25 de maio de 2026
Auto Mercado

Bauru ganha mil motos por ano

Marcelo Ferrazoli
| Tempo de leitura: 3 min

Mais de 1 mil por ano ou, aproximadamente, três por dia. Esta é a média de crescimento da frota de motocicletas de Bauru, que no último quadriênio aumentou cerca de 28%. Estatísticas fornecidas pela 5.ª Circunscrição Regional de Trânsito (Ciretran) apontam que, entre 2000 e os três primeiros meses de 2004, a quantidade de motos na cidade saltou de 17.371 para 22.365.

A análise dos números revela também que as motocicletas respondem por quase 16% - exatos 15,9% - da frota total de veículos de Bauru, atualmente estimada em 140 mil. Os dados demonstram, ainda, que o município acompanha a tendência nacional do mercado de motos, que há anos registra sucessivos aumentos de vendas.

Prova de que este mercado vai bem é que, em março de 2004, o setor bateu recorde histórico de comercializações - 82.134 unidades -, superando a marca - 80.066 - de outubro de 2003. Tal desempenho contribuiu para a Associação Brasileira dos Fabricantes de Motocicletas e Similares (Abraciclo) manter as estimativas de negócios projetadas para o mercado interno este ano - 940 mil unidades - e externo - 110 mil.

Mas quais as razões para as motos caírem no gosto popular? O perfil dos compradores dá pistas, como o fato da maioria não possuir automóvel ou adquiri-las para substituir a utilização do ônibus ou carro.
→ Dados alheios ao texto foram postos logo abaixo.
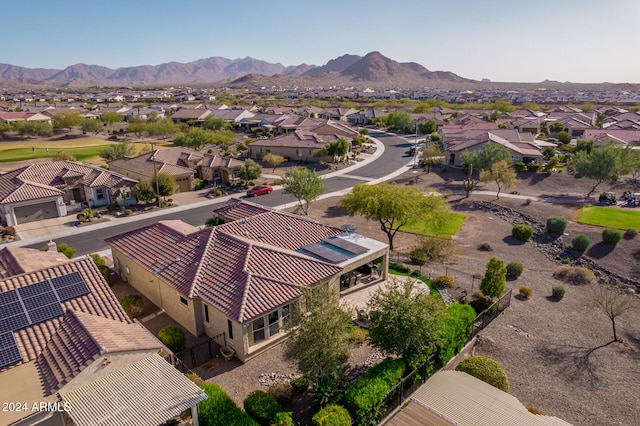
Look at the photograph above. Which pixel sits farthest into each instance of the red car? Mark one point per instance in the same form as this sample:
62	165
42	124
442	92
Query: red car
259	190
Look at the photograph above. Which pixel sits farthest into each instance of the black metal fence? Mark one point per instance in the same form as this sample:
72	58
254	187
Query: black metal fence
485	317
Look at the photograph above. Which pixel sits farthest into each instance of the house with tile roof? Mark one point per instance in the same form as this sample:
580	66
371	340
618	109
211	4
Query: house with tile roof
44	190
521	146
184	164
72	355
242	278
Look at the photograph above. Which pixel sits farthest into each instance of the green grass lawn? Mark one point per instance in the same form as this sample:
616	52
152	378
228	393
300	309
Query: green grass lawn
609	217
21	154
449	227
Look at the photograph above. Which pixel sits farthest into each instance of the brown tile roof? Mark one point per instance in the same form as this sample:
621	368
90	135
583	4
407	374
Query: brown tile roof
100	301
243	268
81	338
18	260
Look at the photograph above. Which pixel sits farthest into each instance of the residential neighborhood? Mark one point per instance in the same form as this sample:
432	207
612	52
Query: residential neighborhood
164	249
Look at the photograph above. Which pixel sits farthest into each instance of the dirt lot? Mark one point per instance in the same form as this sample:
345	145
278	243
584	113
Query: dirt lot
543	344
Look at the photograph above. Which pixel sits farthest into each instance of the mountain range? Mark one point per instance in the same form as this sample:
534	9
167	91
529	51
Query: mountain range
347	69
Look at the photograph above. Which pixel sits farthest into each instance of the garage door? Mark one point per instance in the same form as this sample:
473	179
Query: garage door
26	214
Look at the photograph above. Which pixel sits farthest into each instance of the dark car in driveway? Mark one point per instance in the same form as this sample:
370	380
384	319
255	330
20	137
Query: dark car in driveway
259	190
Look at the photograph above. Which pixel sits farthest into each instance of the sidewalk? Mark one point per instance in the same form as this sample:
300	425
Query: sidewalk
57	228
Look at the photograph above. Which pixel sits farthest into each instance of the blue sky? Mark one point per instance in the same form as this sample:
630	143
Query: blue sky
502	40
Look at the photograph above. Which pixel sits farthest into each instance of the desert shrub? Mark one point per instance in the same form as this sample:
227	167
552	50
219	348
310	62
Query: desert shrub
195	379
365	399
300	384
534	410
282	392
455	331
220	410
481	303
443	281
525	292
580	243
556	225
438	249
261	407
132	305
332	415
283	418
514	269
485	247
557	292
399	268
611	236
521	232
487	370
577	275
173	338
418	256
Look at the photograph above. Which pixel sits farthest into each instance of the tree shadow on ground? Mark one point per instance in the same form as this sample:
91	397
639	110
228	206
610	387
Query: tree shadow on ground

Além disso, os motociclistas são unânimes em apontar outros benefícios, como maior agilidade no trânsito, menor consumo de combustível e preços acessíveis.

Este conjunto de vantagens motivou o motoboy bauruense Alan Daniel dos Santos a trocar o carro pela moto, que se tornou seu veículo “oficial”. Como roda entre 150 a 200 quilômetros por dia, a economia é grande. “Quando trabalhava com carro gastava cerca de R$ 300,00 mensais com gasolina, além da manutenção periódica. Hoje, a despesa é menos que a metade disso e minha autonomia é maior”, compara.

Outro “sem-carro” por opção é o vendedor autônomo bauruense Paulo Sérgio Paschoal, que adotou a moto como meio principal de locomoção há seis anos. A exemplo de Alan, ele viajava diariamente centenas de quilômetros de automóveis, o que lhe exigia gastos consideráveis com combustível e reparos mecânicos.

“Só o que dispendia com o veículo deu para financiar a motocicleta, que é muito mais econômica, ágil e tem a grande vantagem de não pagar pedágio nas rodovias, um alívio para os viajantes”, comemora Paulo.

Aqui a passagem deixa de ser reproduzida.